We also ran git status to see the current status of the files in the directory. Right now, there aren't any files, so Git has nothing to report. In practice, you'll be typing git status a lot as you learn how Git behaves in response to your commands.

Use git status to see the current status of the files in your Git repository.

Let's create our homework file. Like a good student, we start by adding a comment at the top with our name and other information.

AJFoster :: hw100_rob $ git status
On branch master

Initial commit

Untracked files:
  (use "git add <file>..." to include in what will be committed)

    my_script.py

nothing added to commit but untracked files present (use "git add" to track)

Hooray! Git recognizes that we've created the file. Notice that my_script.py is listed as an "untracked file". There may be files in your repository that you do not wish to keep track of.
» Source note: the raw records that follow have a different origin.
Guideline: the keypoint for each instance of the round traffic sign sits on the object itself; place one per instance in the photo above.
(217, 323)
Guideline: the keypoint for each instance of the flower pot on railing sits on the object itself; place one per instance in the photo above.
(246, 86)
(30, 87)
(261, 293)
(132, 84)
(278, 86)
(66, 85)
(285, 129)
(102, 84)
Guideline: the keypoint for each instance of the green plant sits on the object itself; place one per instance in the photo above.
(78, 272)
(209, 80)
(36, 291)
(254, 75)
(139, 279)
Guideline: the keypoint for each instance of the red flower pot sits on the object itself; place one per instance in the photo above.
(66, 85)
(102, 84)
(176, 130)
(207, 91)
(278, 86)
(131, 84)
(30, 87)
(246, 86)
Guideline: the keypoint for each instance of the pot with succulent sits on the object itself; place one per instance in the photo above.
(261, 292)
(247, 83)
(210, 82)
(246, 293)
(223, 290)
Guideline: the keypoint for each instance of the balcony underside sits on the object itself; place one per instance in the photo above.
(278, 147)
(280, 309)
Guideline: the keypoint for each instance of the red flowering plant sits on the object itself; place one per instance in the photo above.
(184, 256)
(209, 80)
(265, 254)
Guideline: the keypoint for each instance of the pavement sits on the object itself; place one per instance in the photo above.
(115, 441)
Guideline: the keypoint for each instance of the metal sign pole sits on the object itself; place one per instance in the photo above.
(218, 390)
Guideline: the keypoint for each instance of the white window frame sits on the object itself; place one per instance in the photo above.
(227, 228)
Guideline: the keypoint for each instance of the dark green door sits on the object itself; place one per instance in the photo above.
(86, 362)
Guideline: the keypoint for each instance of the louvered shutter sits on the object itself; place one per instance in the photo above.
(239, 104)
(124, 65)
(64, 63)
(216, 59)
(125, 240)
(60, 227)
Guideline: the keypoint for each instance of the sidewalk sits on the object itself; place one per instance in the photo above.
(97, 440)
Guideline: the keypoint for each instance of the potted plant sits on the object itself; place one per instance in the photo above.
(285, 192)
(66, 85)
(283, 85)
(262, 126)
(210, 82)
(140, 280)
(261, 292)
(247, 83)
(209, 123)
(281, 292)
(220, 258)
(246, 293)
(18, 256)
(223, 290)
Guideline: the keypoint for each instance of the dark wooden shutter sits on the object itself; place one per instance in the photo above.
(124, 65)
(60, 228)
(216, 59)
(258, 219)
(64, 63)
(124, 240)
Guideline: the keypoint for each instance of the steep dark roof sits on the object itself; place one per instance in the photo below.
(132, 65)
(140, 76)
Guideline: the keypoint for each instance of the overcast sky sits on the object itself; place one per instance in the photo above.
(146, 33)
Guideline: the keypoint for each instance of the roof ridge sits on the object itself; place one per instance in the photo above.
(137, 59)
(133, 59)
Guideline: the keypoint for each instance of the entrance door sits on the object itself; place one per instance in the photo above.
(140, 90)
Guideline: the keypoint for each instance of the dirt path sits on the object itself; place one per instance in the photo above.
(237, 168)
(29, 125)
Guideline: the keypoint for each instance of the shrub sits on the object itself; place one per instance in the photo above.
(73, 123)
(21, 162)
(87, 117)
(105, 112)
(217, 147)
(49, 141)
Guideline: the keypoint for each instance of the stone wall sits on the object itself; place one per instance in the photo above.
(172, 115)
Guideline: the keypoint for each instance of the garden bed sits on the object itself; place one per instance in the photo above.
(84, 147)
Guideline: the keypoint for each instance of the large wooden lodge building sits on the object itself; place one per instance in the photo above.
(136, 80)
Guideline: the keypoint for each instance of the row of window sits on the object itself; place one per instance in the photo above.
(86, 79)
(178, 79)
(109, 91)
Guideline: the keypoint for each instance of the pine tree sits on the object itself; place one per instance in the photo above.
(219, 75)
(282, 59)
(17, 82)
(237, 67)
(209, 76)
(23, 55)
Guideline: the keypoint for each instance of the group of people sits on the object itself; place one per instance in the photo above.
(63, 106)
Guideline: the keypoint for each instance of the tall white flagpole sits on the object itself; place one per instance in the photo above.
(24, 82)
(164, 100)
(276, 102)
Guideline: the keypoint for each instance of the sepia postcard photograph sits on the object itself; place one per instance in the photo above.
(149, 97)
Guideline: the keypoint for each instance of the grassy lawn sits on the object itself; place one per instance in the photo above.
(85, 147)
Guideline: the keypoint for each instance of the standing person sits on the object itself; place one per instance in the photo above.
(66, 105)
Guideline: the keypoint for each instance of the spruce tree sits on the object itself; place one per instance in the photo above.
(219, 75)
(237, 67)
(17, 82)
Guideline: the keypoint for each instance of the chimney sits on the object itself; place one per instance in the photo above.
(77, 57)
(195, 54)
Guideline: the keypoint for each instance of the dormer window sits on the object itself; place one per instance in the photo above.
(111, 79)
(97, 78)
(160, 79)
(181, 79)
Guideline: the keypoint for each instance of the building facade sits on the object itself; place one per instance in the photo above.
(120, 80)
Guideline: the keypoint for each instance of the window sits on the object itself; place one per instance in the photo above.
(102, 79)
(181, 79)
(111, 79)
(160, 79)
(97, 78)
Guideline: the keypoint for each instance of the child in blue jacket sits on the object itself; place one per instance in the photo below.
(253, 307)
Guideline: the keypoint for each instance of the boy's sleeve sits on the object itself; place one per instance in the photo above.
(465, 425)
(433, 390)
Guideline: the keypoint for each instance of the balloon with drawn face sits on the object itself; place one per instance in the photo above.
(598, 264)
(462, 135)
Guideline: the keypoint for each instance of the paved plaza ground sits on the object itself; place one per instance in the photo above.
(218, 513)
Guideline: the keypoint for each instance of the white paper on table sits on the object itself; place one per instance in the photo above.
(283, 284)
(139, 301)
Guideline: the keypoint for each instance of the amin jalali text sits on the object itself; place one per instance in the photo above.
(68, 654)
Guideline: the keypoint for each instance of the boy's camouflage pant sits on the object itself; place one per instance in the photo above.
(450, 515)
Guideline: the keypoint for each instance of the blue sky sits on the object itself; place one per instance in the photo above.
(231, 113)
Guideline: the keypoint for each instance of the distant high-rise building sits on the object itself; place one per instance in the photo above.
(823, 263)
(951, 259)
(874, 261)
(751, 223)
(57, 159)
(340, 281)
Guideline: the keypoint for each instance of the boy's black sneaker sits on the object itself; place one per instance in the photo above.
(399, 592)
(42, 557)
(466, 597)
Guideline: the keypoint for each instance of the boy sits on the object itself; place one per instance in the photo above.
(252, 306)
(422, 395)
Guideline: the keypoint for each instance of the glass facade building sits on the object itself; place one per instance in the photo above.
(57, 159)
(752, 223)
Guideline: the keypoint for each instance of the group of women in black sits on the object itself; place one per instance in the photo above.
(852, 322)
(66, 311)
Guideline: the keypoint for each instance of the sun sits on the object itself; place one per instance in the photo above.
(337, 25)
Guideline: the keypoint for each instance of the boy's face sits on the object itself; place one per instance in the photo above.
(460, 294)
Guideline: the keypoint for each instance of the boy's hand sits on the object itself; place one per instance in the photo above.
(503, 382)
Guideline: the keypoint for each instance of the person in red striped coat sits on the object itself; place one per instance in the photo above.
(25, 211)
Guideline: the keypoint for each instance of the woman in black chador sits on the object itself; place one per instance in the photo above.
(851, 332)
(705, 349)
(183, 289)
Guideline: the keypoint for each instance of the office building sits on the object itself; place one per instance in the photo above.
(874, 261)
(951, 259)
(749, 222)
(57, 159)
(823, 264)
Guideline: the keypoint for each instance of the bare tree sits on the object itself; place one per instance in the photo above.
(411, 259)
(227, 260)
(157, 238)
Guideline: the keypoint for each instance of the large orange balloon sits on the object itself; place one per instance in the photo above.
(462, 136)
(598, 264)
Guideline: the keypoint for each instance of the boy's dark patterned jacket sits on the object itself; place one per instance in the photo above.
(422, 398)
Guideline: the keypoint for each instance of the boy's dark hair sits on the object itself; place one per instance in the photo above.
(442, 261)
For example, if you are working on a web application and publishing the files using Git, you probably don't want to include files that contain passwords.

Now we'll add the file to the repository.

Use git add <filename> to have Git track a file in the repository.

If we run git status now, we'll see that Git is ready to accept our changes (i.e. the addition of my_script.py) in a commit.

AJFoster :: hw100_rob $ git add my_script.py 
AJFoster :: hw100_rob $ git status
On branch master

Initial commit

Changes to be committed:
  (use "git rm --cached <file>..." to unstage)

    new file:   my_script.py

At this point, my_script.py is in "staging". The stage is a place to collect files we're done editing so that we can commit them together. Since we don't have any more files to add to this commit, we'll go ahead and…

AJFoster :: hw100_rob $ git commit -m "My first commit."
[master (root-commit) ae828d5] My first commit.
 1 file changed, 3 insertions(+)
 create mode 100644 my_script.py

This commits all of the staged changes to the repository's history. If we make changes in the future and want to revert back to the way things are right now, we can. We'll also be able to look back at the history to see what was changed, along with the message we wrote.

Use git commit -m "<message>" to commit all of the changes in staging with a short commit message.

Let's take a look at the log now.

AJFoster :: hw100_rob $ git log
commit ae828d5fe0722ca5439f7d358fda941d53832e6f
Author: AJ Foster <email@example.com>
Date:   Thu Mar 26 13:03:35 2015 -0400

    My first commit.

In the output, you see a string of characters representing the commit. For our purposes, think of this simply as a unique tag for every set of changes. It also shows the author, and the time of the commit. Lastly, we see the message attached to it.

Use git log to see a log of the commit history. Type q to exit the log.

Is that it?

For the most basic usage of Git… yes, that's all there is to it. You should be aware that there are many aspects of using Git which aren't covered here:

  • Etiquette: when working on a team, there are guidelines (which are sometimes not well-documented) about how to use Git in a way that doesn't create more work for everyone else. For example, you shouldn't rewrite the history or "push" your code in such a way that it deletes others' commits.
  • Branching: Git has a feature called branching, in which you tell Git to store your current changes in a separate set of history. You can switch back and forth between branches in order to work on something experimental without contaminating the main branch's history.
  • Open-sourcing: Git is one way people package their software so the world can see it. You can post your code (using Git) to a site like GitHub so others can download, modify, and use what you wrote.

How do I get started?

I highly suggest you check out this resource from Code School. It'll take you though the basic Git tasks, and explain what is happening as you go.

Important things to remember

  • Always run git status to see the current state of the repository. You'll learn to do this compulsively as you work.
  • Commit often (especially when you are done with a specific task). It'll be easier to revert back if something goes wrong later.
  • Practice! Git, like anything, takes practice. It is worth your time to become familiar with Git now before you have to use it in a team setting.
  • GitHub is a website; Git is the program it uses.